Ok sorry but I am not b!tching about the DVR (seems like that is all that goes on here). I have a 522 and recently (not really sure when it happened) there was a serious upgrade to the functionality of the unit. I have never used Tivo but all of my friends that tried to talk me into D* used it as a reason to get D* over E* and the DVR. To me (again not ever having used a Tivo) this new software makes the DVR much more Tivo like. You can now search by show and tell the DVR to record all of a show...no reruns anymore you will just get all of the new episodes. For example we (wife and I) like *24* and want to be sure to record it. Rather than having to scroll to Sunday at 8pm when the first episode is on and then to Monday at 8pm we went to Dish Pass and typed in 24 and it programed it right in. IMO this feature nearly qualifies as an excuse for the $3 a month price increase coming down the road. I mean if I was with D* I would have to subscribe to the Tivo service for $5 a month or whatever it is.

Call me a happy customer.


----------



## Grasschopper (Jun 21, 2004)

Oops. Hey thanks.


----------



## Brian Rector (Mar 25, 2002)

When I had the old software with the 522, the programs would be recorded only about 75% of the time. However, the 522 with the new software has recorded all programs flawlessly. I even have about 24 shows ala 'Season Pass'. I have shows ranging from 'The Price Is Right' to the really weird 'Super Milk Chan'


----------



## Anonymous (Jun 19, 2004)

Brian Rector said:


> When I had the old software with the 522, the programs would be recorded only about 75% of the time. However, the 522 with the new software has recorded all programs flawlessly. I even have about 24 shows ala 'Season Pass'. I have shows ranging from 'The Price Is Right' to the really weird 'Super Milk Chan'


I think 'The Price Is Right' is weirder than 'Super Milk Chan'


----------



## homeskillet (Feb 3, 2004)

I call it a tie.


----------



## brentsj (Nov 15, 2004)

New software is a step in the right direction, but dang, I swear these people don't bother to test anything. Problems I have with this version:

1 - It skipped Lost because it said it wasn't a new program, yet, it was the first showing of that episode. 
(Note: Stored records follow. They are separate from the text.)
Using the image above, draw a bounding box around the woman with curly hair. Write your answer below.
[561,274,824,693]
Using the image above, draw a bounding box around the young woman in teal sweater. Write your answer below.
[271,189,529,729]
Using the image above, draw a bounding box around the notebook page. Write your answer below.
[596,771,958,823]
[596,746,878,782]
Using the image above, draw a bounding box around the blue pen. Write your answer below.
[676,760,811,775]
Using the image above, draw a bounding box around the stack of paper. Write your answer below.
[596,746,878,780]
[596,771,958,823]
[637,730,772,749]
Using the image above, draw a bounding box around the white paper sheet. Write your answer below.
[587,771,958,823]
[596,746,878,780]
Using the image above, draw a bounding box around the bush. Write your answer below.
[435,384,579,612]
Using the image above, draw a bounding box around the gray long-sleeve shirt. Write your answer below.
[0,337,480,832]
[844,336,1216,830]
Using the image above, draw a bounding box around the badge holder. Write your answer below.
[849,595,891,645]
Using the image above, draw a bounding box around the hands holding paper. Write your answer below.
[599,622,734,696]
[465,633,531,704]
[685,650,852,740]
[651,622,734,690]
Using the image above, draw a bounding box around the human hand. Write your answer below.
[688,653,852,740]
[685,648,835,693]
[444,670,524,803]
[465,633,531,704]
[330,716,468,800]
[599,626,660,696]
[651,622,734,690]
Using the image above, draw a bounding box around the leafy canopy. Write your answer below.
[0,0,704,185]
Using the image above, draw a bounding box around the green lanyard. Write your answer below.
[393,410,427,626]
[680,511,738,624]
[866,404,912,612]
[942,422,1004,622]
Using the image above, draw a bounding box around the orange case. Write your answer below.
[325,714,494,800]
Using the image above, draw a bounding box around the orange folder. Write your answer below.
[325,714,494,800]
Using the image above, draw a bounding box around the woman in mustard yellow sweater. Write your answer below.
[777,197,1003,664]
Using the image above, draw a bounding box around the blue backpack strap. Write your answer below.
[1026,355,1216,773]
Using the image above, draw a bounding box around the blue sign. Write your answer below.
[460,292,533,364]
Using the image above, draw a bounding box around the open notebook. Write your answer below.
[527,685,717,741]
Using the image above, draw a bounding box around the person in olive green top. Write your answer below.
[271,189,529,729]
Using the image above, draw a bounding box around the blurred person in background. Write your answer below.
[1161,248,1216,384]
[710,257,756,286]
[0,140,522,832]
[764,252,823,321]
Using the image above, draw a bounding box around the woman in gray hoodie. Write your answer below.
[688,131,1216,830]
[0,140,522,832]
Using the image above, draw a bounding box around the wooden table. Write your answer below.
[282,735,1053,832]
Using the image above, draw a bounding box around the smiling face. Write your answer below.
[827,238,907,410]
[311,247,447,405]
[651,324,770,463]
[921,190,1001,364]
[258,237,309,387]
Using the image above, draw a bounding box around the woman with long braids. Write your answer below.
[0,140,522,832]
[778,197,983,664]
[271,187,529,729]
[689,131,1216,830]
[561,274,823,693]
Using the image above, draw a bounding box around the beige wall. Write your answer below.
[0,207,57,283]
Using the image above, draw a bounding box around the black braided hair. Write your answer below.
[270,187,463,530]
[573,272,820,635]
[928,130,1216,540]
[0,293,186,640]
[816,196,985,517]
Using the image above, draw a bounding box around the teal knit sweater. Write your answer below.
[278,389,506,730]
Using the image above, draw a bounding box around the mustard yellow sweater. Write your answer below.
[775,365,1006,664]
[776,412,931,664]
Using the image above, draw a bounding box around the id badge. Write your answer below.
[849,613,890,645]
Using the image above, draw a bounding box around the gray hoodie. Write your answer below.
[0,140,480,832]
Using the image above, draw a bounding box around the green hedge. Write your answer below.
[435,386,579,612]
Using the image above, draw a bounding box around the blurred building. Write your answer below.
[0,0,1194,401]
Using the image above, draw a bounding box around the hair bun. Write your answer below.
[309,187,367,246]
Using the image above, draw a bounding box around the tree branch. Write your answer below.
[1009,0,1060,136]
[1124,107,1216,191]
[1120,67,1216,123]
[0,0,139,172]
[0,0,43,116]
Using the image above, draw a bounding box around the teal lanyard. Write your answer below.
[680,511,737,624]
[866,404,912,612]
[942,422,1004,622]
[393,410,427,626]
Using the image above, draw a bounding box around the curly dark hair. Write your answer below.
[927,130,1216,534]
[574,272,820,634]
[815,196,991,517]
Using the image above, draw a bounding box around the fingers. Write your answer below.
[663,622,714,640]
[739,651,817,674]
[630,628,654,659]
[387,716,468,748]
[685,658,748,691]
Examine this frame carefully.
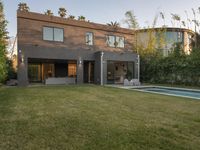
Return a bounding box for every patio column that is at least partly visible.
[101,52,104,85]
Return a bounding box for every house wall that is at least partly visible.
[17,11,136,85]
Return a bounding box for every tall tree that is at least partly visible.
[171,14,181,25]
[18,3,30,12]
[0,0,8,82]
[124,10,139,29]
[160,12,165,27]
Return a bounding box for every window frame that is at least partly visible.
[42,26,65,43]
[106,34,125,49]
[85,32,94,46]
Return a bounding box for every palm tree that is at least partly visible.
[160,12,165,26]
[181,21,186,27]
[107,21,120,28]
[18,3,30,12]
[58,7,67,18]
[184,10,189,29]
[78,16,85,21]
[171,13,181,25]
[152,13,158,28]
[192,8,198,32]
[124,11,139,29]
[44,9,53,16]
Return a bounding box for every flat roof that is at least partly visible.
[136,27,195,34]
[17,10,135,35]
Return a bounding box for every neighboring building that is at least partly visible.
[17,11,138,85]
[135,28,195,56]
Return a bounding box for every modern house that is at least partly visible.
[135,27,196,56]
[17,11,139,85]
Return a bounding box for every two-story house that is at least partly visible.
[17,11,138,85]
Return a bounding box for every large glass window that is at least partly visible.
[43,27,53,41]
[107,35,115,47]
[68,61,76,77]
[106,35,124,48]
[43,27,64,42]
[54,28,63,42]
[85,32,93,45]
[28,64,42,82]
[116,36,124,48]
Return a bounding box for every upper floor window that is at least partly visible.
[85,32,93,45]
[43,27,64,42]
[106,35,124,48]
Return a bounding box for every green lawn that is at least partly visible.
[0,85,200,150]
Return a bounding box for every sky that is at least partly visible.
[2,0,200,36]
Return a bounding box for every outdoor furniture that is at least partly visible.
[130,79,141,86]
[124,79,141,86]
[45,77,76,85]
[124,79,131,86]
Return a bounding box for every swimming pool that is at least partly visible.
[134,86,200,100]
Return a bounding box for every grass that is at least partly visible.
[143,83,200,90]
[0,85,200,150]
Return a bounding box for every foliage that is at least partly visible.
[0,1,8,83]
[124,11,139,29]
[58,7,67,18]
[18,3,30,12]
[68,15,75,20]
[141,43,200,86]
[44,9,53,16]
[107,21,120,28]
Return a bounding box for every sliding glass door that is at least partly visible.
[28,64,42,82]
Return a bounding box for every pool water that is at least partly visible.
[138,87,200,99]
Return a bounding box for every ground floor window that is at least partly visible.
[28,59,77,82]
[107,61,135,84]
[28,64,42,82]
[68,61,77,77]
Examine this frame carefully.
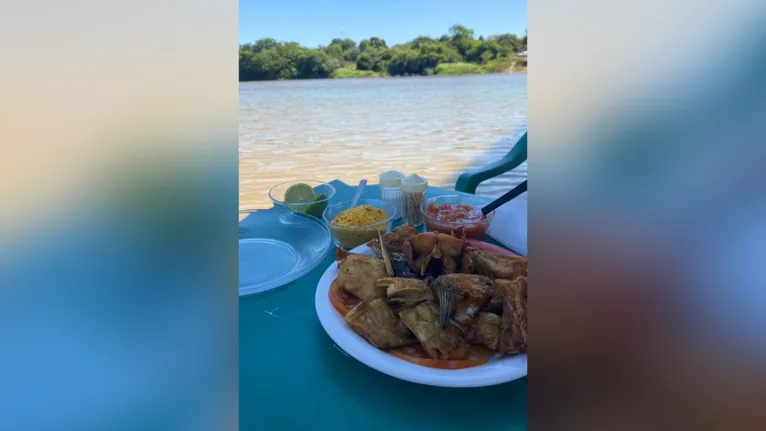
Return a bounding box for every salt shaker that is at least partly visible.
[378,171,404,219]
[402,174,428,226]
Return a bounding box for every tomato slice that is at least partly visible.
[388,346,492,370]
[329,279,359,316]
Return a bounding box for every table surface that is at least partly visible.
[239,180,527,431]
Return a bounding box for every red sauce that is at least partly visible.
[426,202,489,239]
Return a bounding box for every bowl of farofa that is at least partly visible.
[322,199,396,250]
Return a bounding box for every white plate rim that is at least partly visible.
[314,245,527,388]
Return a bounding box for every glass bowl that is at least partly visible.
[322,199,396,250]
[423,195,495,240]
[269,180,335,218]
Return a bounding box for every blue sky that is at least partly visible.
[239,0,527,47]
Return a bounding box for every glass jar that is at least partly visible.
[379,171,404,220]
[402,174,428,227]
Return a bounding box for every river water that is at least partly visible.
[239,73,527,209]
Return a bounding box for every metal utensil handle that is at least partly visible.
[481,180,527,215]
[349,180,367,208]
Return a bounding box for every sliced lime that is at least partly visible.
[285,183,316,213]
[306,193,327,217]
[285,183,316,204]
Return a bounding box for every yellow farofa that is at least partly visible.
[332,205,389,248]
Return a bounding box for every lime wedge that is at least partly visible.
[285,183,316,212]
[306,193,327,218]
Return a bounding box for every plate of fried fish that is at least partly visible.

2 - The receiver locks up now and then and I have to wait 15-30 seconds for it to react to all those remote commands. 

3 - The video is still pixelated. 

4 - The sound still goes out of sync with the video, often.

5 - Untested: I stopped checking to see what turning on caller id does. The previous version it would stop my phone from ringing after the first ring. Didn't test with this version.

Overall, i really don't like this player, or the dish service, but, i like cable even less.


----------



## sej7278 (Jan 19, 2005)

brentsj said:


> New software is a step in the right direction, but dang, I swear these people don't bother to test anything. Problems I have with this version:
> 
> 1 - It skipped Lost because it said it wasn't a new program, yet, it was the first showing of that episode.
> 
> ...


I get (2) and (3) a lot (thought 2 was a battery issue, but it isn't fixed with new batteries) plus the Caller ID pretty much always reads "Out of area" so is pretty useless to me....

I like DVR, but I'm not so keen on the new software, it seems less stable, and can't set recurring timers for PPV events it seems....


----------



## andrews (May 8, 2002)

I notice that they may have gone too far. I set Teen Titans and Static Shock (both on Cartoon Network) for "all episodes" and I am now getting every time it shows - including duplicates. I am not sure I like the shows that much. 

(I really don't care for Static Shock, though the tie-ins to current characters can be bearable.)

Brad


----------